Sebagian besar anak-anak yang tidak bersekolah tersebut tinggal di negara-negara paling rentan terhadap iklim di dunia, menurut analisis terpisah oleh badan amal global Save the Children.
Lalu ada banjir
Banjir juga telah menimbulkan kerusakan pada sekolah.
Di Brasil, banjir mematikan yang diperparah oleh perubahan iklim menutup sekolah selama berminggu-minggu, memengaruhi puluhan ribu siswa. Di India, sekolah-sekolah tutup selama beberapa hari di beberapa bagian negara pada bulan Juli dan Agustus, termasuk di negara bagian Kerala, yang diintensifkan oleh perubahan iklim yang disebabkan oleh manusia dan menewaskan lebih dari 200 orang.
Laporan sebelumnya, berdasarkan model iklim dan diterbitkan oleh Save the Children, menemukan bahwa, secara rata-rata, seorang anak yang lahir pada tahun 2020 diestimasikan akan mengalami hampir tiga kali lipat lebih banyak banjir sungai dan dua kali lipat lebih banyak kebakaran hutan selama hidupnya, dibandingkan dengan orang yang lahir pada tahun 1960.
Namun, jurang generasi paling tajam terjadi ketika berkaitan dengan panas.
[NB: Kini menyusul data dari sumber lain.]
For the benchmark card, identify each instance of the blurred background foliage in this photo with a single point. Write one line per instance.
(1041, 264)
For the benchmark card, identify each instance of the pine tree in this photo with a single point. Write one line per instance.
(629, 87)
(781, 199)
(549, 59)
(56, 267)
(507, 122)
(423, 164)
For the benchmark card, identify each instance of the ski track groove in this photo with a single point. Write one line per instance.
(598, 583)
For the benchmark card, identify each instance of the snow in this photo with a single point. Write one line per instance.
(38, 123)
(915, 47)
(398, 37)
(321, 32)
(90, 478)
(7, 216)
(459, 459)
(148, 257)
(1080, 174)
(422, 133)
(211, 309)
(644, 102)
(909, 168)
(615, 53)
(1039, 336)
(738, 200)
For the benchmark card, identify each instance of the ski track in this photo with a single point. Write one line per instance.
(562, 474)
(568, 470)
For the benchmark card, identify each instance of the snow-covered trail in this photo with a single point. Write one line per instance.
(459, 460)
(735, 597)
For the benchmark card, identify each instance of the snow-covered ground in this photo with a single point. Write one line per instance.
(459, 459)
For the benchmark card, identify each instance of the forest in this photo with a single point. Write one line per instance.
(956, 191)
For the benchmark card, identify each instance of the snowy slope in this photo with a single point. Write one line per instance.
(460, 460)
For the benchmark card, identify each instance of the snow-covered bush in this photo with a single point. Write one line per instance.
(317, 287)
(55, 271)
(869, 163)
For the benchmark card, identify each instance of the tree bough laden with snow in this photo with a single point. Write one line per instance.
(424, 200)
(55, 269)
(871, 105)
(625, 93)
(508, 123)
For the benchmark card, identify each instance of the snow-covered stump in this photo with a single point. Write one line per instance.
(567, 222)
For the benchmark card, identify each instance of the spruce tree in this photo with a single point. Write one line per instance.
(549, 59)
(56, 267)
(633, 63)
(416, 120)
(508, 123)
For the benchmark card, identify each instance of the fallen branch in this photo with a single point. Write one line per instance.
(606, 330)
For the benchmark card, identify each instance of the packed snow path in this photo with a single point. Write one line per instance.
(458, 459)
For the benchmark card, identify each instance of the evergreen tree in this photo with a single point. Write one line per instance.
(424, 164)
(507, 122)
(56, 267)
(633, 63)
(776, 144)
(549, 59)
Seorang anak yang lahir pada tahun 2020 diestimasikan akan mengalami hampir tujuh kali lipat lebih banyak gelombang panas dalam hidupnya daripada orang yang lahir pada tahun 1960, analisis itu menemukan.
Anak-anak di negara-negara berpenghasilan rendah dan menengah – bagian dunia yang paling sedikit bertanggung jawab atas emisi gas rumah kaca yang mendorong perubahan iklim – diperkirakan akan merasakan “dampak paling berbahaya,” temuan analisis tersebut menunjukkan.
Penyesuaian terhadap panas diperlukan di sekolah
Para ilmuwan mengatakan bahwa satu-satunya cara untuk mengatasi temperatur global yang meningkat adalah dengan beralih dari pembakaran bahan bakar fosil, pendorong utama pemanasan global. Meskipun hal itu terjadi, dan tidak ada bukti yang menunjukkan bahwa itu terjadi dengan kecepatan dan skala yang diperlukan, sekolah perlu mencari cara untuk mengatasi suhu yang lebih tinggi.
Langkah yang paling jelas adalah memperbaiki bangunan sekolah untuk menghalau panas keluar dari kelas dengan lebih efektif, dengan insulasi yang lebih baik, cat putih yang reflektif, atau tanaman hijau di atap dan pohon rindang di sekitar sekolah.
Pengkondisian udara adalah kemewahan yang tidak dapat dijangkau oleh sebagian besar sekolah. Bahkan di Amerika Serikat, sekitar separuh dari semua distrik sekolah perlu menginstal atau memperbaiki sistem pendingin udara mereka, menurut Kantor Akuntabilitas Pemerintah AS.